World's #1 finishing resource since 1989
No login needed: Chime right in
Two layers of nickel for "show" chrome -- common or rare?
March 5, 2015
I need to have several pieces of cast bronze boat hardware re-chromed. I found several plating shops that operate in the auto/marine/custom refinishing niche (not big production houses). All advertise show chrome and have good reputations in the restoration business. As I try to evaluate these shops I find that while they advertise three part chroming none mentions two layers of nickel as described in your FAQ:
".. chrome-lovers believe that the key to "show chrome" is to copper plate the item first and then buff the copper to a full luster before starting the nickel plating .. at least two layers of plating follow -- a layer of nickel and a layer of chrome. But high quality plating usually requires two layers of nickel. .. The most important issue for durable chrome plating for outdoor exposure such as on a vehicle is that it should have at least two layers of nickel plating before the chrome: namely semi-bright nickel followed by bright nickel."
Is this a common practice in the industry or rare?
Is one heavy layer just as good?
consumer - Southern Tier, New York, USA
A. Hi Wally. I wrote that FAQ, and I realize that many custom replating shops do excellent work while not doing duplex nickel plating -- so, yes, I should clarify. So let's look at two different situations, i.e., original OEM plating vs. custom show-chrome plating...
When bumpers and wheels are initially plated there may be about 6 to 20 per rack on an automatic plating machine, maybe even more. The idea is that this greatly reduces labor costs. The OEM also doesn't want to do buffing in the middle of his plating operation, but wants to rely on simple polishing before plating, and the use of self-leveling nickel plating to get the shine.

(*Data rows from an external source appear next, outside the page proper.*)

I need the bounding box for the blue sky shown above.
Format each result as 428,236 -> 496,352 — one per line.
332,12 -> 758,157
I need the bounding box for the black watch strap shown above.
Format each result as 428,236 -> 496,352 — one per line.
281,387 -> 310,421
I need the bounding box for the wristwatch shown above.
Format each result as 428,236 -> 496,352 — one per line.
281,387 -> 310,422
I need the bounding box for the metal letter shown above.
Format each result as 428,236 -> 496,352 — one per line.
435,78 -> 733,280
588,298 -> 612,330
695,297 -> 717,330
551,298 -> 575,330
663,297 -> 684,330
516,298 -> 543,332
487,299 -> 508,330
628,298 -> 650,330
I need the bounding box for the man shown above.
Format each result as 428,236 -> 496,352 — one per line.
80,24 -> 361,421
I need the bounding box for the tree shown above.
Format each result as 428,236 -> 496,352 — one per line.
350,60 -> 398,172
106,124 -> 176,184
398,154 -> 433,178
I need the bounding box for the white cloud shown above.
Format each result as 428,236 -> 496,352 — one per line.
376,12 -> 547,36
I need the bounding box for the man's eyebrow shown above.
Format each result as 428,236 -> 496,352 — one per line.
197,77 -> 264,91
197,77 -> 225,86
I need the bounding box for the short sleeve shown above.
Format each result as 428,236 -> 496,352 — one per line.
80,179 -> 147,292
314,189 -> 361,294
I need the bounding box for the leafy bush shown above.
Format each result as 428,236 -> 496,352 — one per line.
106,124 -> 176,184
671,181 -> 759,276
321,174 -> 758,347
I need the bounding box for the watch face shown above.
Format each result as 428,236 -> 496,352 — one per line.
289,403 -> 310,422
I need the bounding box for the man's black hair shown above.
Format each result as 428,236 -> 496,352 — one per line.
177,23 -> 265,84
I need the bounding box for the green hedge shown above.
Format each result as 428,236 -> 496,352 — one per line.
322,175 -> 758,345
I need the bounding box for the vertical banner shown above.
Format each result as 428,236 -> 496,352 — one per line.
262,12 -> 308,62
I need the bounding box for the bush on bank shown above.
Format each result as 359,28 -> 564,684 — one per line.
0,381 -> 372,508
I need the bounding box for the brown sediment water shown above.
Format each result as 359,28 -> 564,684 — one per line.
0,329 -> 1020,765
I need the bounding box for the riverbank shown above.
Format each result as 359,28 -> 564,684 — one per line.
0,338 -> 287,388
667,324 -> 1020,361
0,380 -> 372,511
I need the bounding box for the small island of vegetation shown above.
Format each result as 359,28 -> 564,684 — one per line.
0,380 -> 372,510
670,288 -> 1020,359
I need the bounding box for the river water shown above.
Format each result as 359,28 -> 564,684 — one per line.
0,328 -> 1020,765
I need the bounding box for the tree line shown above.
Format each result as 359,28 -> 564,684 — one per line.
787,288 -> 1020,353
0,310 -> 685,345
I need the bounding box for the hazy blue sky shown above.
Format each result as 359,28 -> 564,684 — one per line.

Once labor costs are reduced by no buffing plus automated plating of multiple units at a time, material costs become very important to an OEM so they want to limit plating thickness (and cost) to the minimum necessary for good corrosion resistance. It has been found that two layers of nickel (semi-bright followed by bright) allows this minimization. That is because the bright nickel is sacrificial to the semi-bright nickel, so at a pinhole or porous area the surrounding bright nickel sacrifices itself so the semi-bright layer does not get penetrated and expose the underlying steel. That's the key to OEM economy and quality: minimize unit labor, don't copper plate, don't buff, and use duplex nickel to enable good corrosion protection at low nickel thickness and cost.
For the custom plater the situation is a bit different. They want the best shine money can buy, so after initial copper plating they buff the copper to a high shine before continuing the plating. There is a difference! Long ago, GM continued with this copper plating and buffing on their Cadillac line while dropping copper plating on their other lines (sorry, I don't know if any OEMs still copper plate and buff their steel parts; plastic parts are copper plated but for a different reason). After the initial copper plating and buffing, the custom shop does more copper plating, then nickel and chrome plating. Because almost all of the cost for a custom plater is labor, they are far less concerned with minimizing the nickel plating thickness than an OEM is and I believe that it is entirely possible for them to apply a single layer of nickel plating which is thick enough to offer excellent corrosion resistance. Unfortunately, you can't buy by "spec", but must rely on the reputation of the plater. I apologize that our FAQ may be read to imply that duplex nickel is a commonplace for custom platers -- it probably isn't. Best of luck.
Ted Mooney, P.E.
Striving to live Aloha
finishing.com - Pine Beach, New Jersey
March 5, 2015
A. Ted makes some good points in his reply and I agree with them. It is a pity that cost cutting is resulting in inferior plating being done. I would certainly seek out a duplex nickel plater, or a copper interlayer plater, as the quality of the finished product is superior to single layer nickel. However, it all depends on how much you are prepared to spend and how long you want your coatings to last - all else being equal, the cheaper it is, the shorter its life expectancy.
R&D practical scientist
Chesham, Bucks, UK
March 11, 2015
A. There's actually a spec on plating thicknesses (nickel and chrome for various "service conditions," such as indoor only use. It is ASTM B456 [affil. link to spec at Techstreet].